There are only eight levels in the game, but much like many other old Capcom titles (including the earlier Resident Evils), it’s designed to be replayed numerous times. Clearing all eight stages gives you a breakdown of how long you took, how many coins you collected, how many times you failed a stage and how many times you saved your game. This translates to a final score and a letter grade, and your best three are recorded for posterity so you can challenge yourself to do better next time. You can clear the whole thing in an hour or so if you know what you’re doing (and don’t mess up), so going for a full playthrough isn’t a significant time investment — though it is a little longer than your average arcade-style game.
Whether you’re chasing high scores or just playing around with the enjoyable pranking mechanics, Under the Skin remains a highly entertaining, extremely silly game that is a great palate-cleanser from today’s lengthier epics.

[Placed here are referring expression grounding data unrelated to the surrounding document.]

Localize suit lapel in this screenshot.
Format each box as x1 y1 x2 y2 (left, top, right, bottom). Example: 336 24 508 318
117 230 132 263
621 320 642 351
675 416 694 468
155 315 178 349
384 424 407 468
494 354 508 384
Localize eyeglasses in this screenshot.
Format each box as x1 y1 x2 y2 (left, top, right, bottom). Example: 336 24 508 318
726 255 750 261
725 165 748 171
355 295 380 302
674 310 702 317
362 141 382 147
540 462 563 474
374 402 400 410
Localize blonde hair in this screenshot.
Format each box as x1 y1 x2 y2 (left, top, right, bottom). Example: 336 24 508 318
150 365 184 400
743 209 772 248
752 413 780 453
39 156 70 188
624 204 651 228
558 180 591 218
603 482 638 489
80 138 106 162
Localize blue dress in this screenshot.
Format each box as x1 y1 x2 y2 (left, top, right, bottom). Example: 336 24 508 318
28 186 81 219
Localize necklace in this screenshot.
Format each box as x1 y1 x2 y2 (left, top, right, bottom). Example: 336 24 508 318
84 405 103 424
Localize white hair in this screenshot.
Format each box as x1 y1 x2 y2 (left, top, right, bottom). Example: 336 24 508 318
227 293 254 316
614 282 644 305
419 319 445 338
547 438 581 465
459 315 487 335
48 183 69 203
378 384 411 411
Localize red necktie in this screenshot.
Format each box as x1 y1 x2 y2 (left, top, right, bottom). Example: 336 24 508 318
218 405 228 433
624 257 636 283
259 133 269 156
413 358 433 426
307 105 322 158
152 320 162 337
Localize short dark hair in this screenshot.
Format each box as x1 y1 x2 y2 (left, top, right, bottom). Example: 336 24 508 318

In many ways it feels like a callback to even earlier titles from the 8- and 16-bit eras of computer and console games, and that’s no bad thing; not everything has to be a sprawling, 50+ hour monstrosity to be fun. Sometimes you just want to release some dogs into a crowd of people, only to watch them blindly careen into the hula-hoop and thumbtack traps you’ve set for them. And Under the Skin is happy to provide that experience for you.